Ils se regardent avec un sourire dans les yeux.
– Mon chéri, ce n'est pas pour te contrarier, mais tu es un amoureux des Elfes. Jamais ils ne te laisseront participer à une mission capitale que ton affection risque de faire échouer...
Je me récrie :
– Je ne suis pas un amoureux des Elfes ! Je ne l'ai jamais été, ils m'intéressent, c'est tout.
– Ils t'intéressent au point de t'émerveiller et de te rendre rêveur. Je ne veux pas te donner de faux espoirs, mais tu risques fortement de devoir rester ici, avec tes parents, à te ronger les sangs.
– Alors vous êtes d'accord pour que j'aille faire le test ?
– Vas-y si tu veux, nous t'attendrons ici même, mais n'espère pas trop ou la chute n'en sera que plus dure.
Je sors furieux. Furieux, mais soulagé. Furieux que mes propres parents ne me croient pas capable de passer l'épreuve, mais soulagé de ne pas avoir eu à réaliser la joute verbale à laquelle les autres ont dû se livrer contre leurs familles. Alors que je viens de claquer la porte, je l'entends se rouvrir et me retourne juste à temps pour voir Gina me courir dans les bras. Elle manque de m'emporter dans son élan.
« N'y va pas, m'implore-t-elle de sa voix d'ange ! Grand-Frère, je t'en prie n'y va pas. Moi je sais que t'es pas un amoureux, mais je veux pas que tu partes, reste s'il te plaît. »

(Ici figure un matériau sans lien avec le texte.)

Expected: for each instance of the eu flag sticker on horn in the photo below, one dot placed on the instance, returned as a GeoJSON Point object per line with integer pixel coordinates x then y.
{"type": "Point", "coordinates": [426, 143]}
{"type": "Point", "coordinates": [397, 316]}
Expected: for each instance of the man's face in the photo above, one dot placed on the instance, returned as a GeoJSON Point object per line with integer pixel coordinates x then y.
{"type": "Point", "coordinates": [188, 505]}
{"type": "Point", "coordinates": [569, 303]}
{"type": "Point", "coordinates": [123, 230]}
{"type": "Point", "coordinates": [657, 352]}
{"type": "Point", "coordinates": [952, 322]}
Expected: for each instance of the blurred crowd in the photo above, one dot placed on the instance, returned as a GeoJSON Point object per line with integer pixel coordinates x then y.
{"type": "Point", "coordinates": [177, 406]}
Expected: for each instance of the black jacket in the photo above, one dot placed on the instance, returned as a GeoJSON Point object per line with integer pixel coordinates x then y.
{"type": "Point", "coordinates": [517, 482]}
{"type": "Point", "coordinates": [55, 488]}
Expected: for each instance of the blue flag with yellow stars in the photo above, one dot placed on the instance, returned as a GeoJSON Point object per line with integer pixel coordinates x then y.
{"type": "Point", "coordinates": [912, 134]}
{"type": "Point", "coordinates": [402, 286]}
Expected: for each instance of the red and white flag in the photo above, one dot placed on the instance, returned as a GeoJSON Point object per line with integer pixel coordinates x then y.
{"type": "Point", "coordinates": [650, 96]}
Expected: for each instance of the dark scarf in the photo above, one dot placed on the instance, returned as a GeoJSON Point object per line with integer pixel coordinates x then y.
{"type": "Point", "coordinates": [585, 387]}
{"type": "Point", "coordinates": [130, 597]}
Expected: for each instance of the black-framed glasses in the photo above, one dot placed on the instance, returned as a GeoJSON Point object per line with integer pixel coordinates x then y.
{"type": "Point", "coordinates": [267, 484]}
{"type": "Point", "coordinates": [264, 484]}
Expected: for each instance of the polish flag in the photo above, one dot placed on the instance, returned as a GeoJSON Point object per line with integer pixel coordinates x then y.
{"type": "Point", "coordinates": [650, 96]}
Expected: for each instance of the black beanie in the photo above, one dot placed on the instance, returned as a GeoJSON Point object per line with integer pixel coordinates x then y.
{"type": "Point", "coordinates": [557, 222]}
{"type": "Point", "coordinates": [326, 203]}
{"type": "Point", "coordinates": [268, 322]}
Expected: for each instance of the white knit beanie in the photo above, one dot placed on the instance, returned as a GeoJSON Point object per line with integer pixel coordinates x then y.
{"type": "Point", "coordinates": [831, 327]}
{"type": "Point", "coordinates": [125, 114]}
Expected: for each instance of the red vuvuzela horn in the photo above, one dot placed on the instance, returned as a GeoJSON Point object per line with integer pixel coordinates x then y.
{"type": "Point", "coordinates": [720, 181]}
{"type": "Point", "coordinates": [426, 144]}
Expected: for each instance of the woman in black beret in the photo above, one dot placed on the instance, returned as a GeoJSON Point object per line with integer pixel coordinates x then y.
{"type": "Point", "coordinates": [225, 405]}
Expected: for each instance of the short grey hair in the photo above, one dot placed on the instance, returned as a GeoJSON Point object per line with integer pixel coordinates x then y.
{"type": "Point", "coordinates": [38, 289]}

Ses yeux sont brouillés de larmes et sa petite bouille morveuse me déchire le cœur. Je chancelle sous son poids, d'un coup devenue lourde, comme si elle était de pierre. Elle enfonce sa tête dans mon pourpoint et je dois me forcer à la reposer. Mais elle paraît si fragile et il est si dur de lui résister. Pourtant je la pose par terre et tente de prendre ma voix rassurante de Grand-frère. Mais ce qui sort sonne comme une cloche ébréchée :
« Il le faut, c'est pour le bien de tous. Je n'ai pas le choix, sinon moi, qui pourrait y aller ?
– Et si jamais il arrive quelque chose ? Si vous vous faites manger par un animal méchant ou que vous croisez des tribus sauvages ?
– Ne t'inquiète pas, nous aurons des Elfes et leur magie avec nous. On sera en sécurité... »
Mais ma voix éraillée ne la rassure pas, elle se méprend sur la raison de mes sanglots. Ce n'est pas la peur qui m'émeut mais la confiance que cette petite boule d'amour place en moi et le déchirement de la séparation, même temporaire. Mais c'est aussi pour la sauver elle que j'y vais. Alors ma volonté se raffermit et éponge mes larmes.
« C'est pour vous sauver tous que j'y vais, surtout toi p'tite tête.
– J'ai pas une p'tite tête ! »
Là-dessus notre père vient la récupérer mais je l'entends pleurer de plus belle alors que je m'éloigne. Résolu comme jamais, j'avance et le rythme de mes pas se cale sur celui, rapide, de mon cœur. J'ai beau être sûr de ma décision, mettre le pied à l'extérieur du Havre me remplit d'appréhension. Le Soleil brûlant, pour commencer, va être un épineux problème. Même si je compte sur les Elfes pour avoir une solution, ça reste une sacrée contrainte.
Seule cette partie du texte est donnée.